Şu insan olma mevzusunu bir göz önüne alalım.
Eskiden çok küçük düşünürdüm. Duygularım çok fazla güçlüydü, hala güçlüler ama başa çıkmaya başladım. Tabi ki hepsiyle değil.
Sevdiğim çocukla ayrıldık. Hala seviyorum. Ayrıldığımız için baya da üzülüyorum. Ama geride bırakmam lazım. Arkamda yaşadığım kötü anıları ve hatıraları bırakmazsam eğer geleceğime yön veremem. Aldığım dersler var her olayda ve bunu daha sonra yapmamak için kazıyorum hafızama. Bu arada aynı hatayı iki kez hiç yapmadım. Bu benim çok korktuğum bir şey.
Şimdi eğer o çocuk bunu okuyorsa muhtemelen şöyle düşünebilir; hemen unuttu, hemen vazgeçti falan. Ne bileyim şimdi ne düşüneceğini. Olayı kişiselleştirmekle hata mı ettim bilmiyorum ama devam edeceğim bu örnek üzerinden.
Bir yandan mantığımı kullanmak istiyorum. Diyorum ki içimden; lan zaten bitmişti, bitmesi gerektiğini biliyordun ve istiyordun. Ama üzmek istemiyordun. O bunu göze aldı ve bitti. Mutlu son.
Şöyle bir mevzu var, çok küçük düşünüyoruz. Duygularımız yüzünden. Çünkü acıdan, nefretten, kıskançlıktan kopamıyoruz. Bizi yıpratıyorlar. Ama duygularımızın perdesini biraz aralayabilirsek eğer, görürüz işte gerçekleri. Ben nadiren bunu yapıyorum.
İlişkilerimden, hiçbirinden korkmadım. Evet içerlerde bir yerden ‘lan ya yine aynısı olursa, sıçtın’ sesleri duyuluyor arada ama umursamıyorum.
Çünkü; daha gencim. Aslında ben otuz yaşımda da seksen yaşımda da genç olacağım o ayrı. Her neyse, sevdim. Sonra olmadı. Ayrıldık. Hissettim, sevdim, üzüldüm, sinirlendim, şüphe ettim, umursamadım. Hepsi duygularım ve kim bilir daha kaç tanesini yaşadım o çocuklayken. Yaşamadım değil, ama gerçekleri görmek gerekiyor.
Olması gerektiği için olmuştur.
Baya abarttığımı fark ediyorum ama en yakın örnek buydu bence. Sadece aşk meşk değil, bir insanla mutlu olabilirsiniz. Ama sizi hak etmiyor olabilir. Size ihanet etmiştir belki ruhunuz duymuyordur. Anasını satayım sen de mal mısın ya götünden donunu alacak haberin yok. Sinirlendim. Neyse, özetliyorum.
Bırakın olsun. Birisiyle çıkmak mı istiyorsunuz? Çıkın. Bir şey mi yapmak istiyorsunuz? Yapın. Çünkü, ne kaderi ne de gerçeği değiştirebilirsiniz.
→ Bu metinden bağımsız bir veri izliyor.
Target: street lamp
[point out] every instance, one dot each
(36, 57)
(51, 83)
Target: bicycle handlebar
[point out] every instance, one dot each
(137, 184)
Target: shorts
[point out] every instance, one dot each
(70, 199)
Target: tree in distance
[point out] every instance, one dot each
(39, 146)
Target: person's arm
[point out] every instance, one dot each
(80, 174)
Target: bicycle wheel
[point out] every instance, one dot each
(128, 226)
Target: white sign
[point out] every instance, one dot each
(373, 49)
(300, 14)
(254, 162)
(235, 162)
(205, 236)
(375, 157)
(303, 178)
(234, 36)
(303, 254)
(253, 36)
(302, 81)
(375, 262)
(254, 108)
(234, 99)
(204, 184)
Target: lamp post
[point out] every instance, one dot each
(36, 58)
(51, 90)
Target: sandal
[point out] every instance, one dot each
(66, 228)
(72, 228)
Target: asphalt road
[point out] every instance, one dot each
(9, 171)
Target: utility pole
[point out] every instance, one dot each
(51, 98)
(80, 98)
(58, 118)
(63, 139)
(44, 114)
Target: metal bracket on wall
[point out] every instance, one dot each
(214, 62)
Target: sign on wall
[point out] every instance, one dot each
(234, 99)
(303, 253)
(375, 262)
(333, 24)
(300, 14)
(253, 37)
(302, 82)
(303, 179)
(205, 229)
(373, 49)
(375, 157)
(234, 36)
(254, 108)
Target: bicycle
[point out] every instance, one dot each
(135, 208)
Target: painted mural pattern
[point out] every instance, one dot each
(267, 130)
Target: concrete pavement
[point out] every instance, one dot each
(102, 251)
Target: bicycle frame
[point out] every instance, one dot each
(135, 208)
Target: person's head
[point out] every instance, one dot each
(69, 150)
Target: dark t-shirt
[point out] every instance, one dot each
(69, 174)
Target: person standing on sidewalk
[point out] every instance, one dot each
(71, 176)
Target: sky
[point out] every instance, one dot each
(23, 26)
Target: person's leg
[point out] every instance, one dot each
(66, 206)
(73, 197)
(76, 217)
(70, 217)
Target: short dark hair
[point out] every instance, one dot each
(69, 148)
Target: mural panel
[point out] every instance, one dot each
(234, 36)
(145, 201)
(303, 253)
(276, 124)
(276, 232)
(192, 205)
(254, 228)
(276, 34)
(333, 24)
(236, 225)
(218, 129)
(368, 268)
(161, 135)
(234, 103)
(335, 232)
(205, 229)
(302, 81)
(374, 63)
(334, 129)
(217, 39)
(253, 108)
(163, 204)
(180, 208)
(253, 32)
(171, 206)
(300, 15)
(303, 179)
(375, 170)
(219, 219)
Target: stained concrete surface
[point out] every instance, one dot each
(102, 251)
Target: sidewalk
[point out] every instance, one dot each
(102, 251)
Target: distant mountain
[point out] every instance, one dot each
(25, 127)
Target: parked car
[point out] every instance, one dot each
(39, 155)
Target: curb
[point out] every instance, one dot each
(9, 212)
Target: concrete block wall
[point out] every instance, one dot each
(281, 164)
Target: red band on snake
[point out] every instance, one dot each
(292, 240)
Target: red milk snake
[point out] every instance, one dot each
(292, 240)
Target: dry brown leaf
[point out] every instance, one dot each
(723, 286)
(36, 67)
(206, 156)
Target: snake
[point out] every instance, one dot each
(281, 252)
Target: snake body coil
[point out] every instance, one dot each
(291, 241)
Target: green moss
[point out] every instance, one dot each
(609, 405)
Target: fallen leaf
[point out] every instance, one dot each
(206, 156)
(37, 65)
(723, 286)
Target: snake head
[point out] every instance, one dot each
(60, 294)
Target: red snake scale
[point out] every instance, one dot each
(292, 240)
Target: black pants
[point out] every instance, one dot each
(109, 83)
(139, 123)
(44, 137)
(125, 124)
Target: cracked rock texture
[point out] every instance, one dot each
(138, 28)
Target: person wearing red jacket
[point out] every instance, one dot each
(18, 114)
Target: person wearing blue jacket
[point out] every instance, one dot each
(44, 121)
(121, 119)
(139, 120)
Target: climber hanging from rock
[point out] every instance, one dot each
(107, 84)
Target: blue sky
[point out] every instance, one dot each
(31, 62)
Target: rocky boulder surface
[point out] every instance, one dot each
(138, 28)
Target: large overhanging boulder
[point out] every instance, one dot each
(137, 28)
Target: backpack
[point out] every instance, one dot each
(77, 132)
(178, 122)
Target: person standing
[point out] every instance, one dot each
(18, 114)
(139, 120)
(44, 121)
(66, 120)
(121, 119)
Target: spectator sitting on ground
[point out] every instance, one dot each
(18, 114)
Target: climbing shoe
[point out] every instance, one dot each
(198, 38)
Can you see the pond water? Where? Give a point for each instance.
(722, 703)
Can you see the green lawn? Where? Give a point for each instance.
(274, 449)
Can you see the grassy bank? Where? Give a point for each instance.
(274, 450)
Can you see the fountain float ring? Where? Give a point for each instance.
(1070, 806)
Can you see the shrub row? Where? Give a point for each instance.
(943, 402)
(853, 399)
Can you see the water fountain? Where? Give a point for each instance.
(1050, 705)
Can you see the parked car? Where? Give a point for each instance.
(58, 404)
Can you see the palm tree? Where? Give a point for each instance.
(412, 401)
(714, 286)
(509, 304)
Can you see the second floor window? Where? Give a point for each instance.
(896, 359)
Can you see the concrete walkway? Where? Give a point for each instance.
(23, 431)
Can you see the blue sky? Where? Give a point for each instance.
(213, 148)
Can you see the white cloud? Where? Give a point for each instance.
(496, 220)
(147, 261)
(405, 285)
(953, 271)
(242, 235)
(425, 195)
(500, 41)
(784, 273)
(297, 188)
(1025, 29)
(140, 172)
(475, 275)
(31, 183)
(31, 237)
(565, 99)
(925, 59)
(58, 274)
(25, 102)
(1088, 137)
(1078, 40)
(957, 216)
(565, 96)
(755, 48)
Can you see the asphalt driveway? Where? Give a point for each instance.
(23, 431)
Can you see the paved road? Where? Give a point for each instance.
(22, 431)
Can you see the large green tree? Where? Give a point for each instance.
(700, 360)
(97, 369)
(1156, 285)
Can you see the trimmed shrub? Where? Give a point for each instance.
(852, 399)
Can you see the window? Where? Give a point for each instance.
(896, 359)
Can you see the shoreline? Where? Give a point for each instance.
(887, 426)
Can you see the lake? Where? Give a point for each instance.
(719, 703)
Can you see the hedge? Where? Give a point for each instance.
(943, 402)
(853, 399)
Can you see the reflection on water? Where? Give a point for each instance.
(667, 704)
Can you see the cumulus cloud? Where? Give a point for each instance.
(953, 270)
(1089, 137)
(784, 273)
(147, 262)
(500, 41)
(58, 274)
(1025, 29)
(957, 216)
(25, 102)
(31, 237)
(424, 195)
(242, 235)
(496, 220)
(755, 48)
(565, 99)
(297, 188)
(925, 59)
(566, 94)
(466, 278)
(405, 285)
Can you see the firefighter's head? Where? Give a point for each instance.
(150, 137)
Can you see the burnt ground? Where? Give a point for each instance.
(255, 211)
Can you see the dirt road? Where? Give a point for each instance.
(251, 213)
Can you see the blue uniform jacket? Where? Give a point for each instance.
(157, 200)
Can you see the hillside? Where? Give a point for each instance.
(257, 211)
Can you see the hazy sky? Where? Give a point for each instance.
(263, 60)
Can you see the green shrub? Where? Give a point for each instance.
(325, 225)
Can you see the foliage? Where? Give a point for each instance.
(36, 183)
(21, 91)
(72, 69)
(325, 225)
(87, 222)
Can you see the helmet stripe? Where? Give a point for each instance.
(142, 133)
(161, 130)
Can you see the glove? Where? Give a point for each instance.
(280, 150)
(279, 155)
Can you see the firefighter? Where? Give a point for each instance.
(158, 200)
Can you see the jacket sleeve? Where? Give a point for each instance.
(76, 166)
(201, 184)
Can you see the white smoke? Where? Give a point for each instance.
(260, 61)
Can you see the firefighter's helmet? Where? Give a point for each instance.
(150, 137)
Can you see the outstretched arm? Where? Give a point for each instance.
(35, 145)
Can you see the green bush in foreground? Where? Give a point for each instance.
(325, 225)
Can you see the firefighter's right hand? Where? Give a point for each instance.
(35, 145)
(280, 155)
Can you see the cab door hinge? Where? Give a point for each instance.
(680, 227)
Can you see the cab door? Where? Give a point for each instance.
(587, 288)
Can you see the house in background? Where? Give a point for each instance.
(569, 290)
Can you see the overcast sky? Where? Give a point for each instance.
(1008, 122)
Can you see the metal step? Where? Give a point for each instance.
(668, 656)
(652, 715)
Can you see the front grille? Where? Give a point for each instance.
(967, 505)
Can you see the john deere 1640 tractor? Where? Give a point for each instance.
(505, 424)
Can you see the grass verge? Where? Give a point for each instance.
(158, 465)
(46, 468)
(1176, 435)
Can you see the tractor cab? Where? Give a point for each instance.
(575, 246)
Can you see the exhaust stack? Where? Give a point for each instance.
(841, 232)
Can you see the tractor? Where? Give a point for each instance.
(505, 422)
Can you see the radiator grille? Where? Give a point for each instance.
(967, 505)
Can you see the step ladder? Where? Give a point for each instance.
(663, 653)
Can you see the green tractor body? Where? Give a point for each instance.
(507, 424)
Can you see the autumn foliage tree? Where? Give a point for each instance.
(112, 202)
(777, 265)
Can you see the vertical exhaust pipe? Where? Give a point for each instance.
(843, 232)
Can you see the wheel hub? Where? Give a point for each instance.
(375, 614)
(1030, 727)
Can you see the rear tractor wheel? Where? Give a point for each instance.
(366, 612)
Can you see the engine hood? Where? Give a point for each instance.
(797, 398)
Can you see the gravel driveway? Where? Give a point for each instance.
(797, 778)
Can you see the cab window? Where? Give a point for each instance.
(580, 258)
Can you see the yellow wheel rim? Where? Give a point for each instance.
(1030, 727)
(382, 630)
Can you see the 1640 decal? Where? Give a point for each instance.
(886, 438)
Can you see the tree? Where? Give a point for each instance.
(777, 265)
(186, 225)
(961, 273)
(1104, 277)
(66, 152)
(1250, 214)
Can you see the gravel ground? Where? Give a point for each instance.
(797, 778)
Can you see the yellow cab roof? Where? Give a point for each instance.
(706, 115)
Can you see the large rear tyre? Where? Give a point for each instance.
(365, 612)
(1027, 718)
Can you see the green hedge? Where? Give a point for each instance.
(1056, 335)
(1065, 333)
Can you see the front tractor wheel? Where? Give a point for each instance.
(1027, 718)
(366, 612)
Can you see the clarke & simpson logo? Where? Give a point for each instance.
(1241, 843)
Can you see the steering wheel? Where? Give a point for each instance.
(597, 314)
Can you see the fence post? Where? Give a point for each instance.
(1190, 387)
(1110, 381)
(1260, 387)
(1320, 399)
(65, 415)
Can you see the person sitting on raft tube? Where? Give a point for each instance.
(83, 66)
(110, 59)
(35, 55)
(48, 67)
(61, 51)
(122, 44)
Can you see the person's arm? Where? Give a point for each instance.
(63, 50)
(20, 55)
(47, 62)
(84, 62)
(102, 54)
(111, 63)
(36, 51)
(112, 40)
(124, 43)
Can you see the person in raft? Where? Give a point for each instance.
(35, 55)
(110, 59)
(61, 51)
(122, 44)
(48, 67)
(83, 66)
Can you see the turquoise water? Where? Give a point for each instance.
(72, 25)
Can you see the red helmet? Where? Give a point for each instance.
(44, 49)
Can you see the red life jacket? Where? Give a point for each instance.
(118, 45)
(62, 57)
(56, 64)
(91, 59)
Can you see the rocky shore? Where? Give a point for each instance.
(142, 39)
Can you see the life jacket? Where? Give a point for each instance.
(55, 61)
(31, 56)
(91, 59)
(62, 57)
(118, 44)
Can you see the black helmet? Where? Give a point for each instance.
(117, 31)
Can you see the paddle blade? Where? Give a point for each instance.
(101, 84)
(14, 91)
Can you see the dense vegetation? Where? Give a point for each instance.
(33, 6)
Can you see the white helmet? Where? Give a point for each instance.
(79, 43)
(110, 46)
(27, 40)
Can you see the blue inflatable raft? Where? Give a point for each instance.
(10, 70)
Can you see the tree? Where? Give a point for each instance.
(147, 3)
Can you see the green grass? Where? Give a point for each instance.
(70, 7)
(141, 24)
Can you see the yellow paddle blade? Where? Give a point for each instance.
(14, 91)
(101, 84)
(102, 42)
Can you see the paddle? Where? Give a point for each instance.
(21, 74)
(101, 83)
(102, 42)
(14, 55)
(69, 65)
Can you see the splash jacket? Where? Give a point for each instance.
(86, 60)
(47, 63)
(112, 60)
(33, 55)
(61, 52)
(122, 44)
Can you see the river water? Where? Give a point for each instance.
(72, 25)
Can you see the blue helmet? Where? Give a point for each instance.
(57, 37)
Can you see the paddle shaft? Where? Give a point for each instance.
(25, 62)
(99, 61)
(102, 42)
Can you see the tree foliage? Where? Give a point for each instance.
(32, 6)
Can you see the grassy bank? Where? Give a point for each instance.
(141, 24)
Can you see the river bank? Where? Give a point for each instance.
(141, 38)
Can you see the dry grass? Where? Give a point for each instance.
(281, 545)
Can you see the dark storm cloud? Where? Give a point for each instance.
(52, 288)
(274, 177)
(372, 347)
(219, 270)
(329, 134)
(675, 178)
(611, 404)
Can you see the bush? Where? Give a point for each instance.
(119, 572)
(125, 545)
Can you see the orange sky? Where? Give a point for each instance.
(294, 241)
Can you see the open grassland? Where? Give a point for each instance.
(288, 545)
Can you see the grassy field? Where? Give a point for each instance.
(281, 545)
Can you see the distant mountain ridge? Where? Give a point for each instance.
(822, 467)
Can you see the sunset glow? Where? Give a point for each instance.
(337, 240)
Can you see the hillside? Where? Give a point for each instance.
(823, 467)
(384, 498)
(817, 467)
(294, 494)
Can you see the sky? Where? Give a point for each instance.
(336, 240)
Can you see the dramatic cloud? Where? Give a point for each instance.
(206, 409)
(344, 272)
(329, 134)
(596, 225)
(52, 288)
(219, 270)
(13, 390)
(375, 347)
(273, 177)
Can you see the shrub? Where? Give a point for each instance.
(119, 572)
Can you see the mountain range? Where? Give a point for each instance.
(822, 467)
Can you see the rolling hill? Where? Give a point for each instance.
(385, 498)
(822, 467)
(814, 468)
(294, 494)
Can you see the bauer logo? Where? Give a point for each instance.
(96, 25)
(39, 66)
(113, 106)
Ve korkmayın. Bakın ayrıldık. Şimdi üzülüyorum. Gidip Nutella yiyeceğim ve odama kapanıp müzik dinleyeceğim arkadaşlar. Şaka şaka, evde Nutella kalmadı :/

3 Ağustos 2013 Cumartesi

Öyle herkese iyilik yapacağız diye milletin peşinde yavru köpek gibi dolanıyoruz. Ya siktir etsek ya. Ne bok yiyolarsa yesinler. O hale istedikleri içim gelmediler belki ama sizin onları kurtaramayacağınız gibi sonunda nankör çıkıyor hepsi. Unutmayın; cehenneme giden yol iyi biyet taşalrıyla döşelidir.
Kendinizi bir şeyden ne kadar mahrum burakırsanız o kadar çok istersiniz onu. Bilinç altında ona ihtiyacınız olduğunu yerleştirir ve gözünüzü karartıp bilinçsiz adımlar atarsınız. Transa geçersiniz yani. Duvara çarptığınızda göt gibi kalıyorsunuz sonra.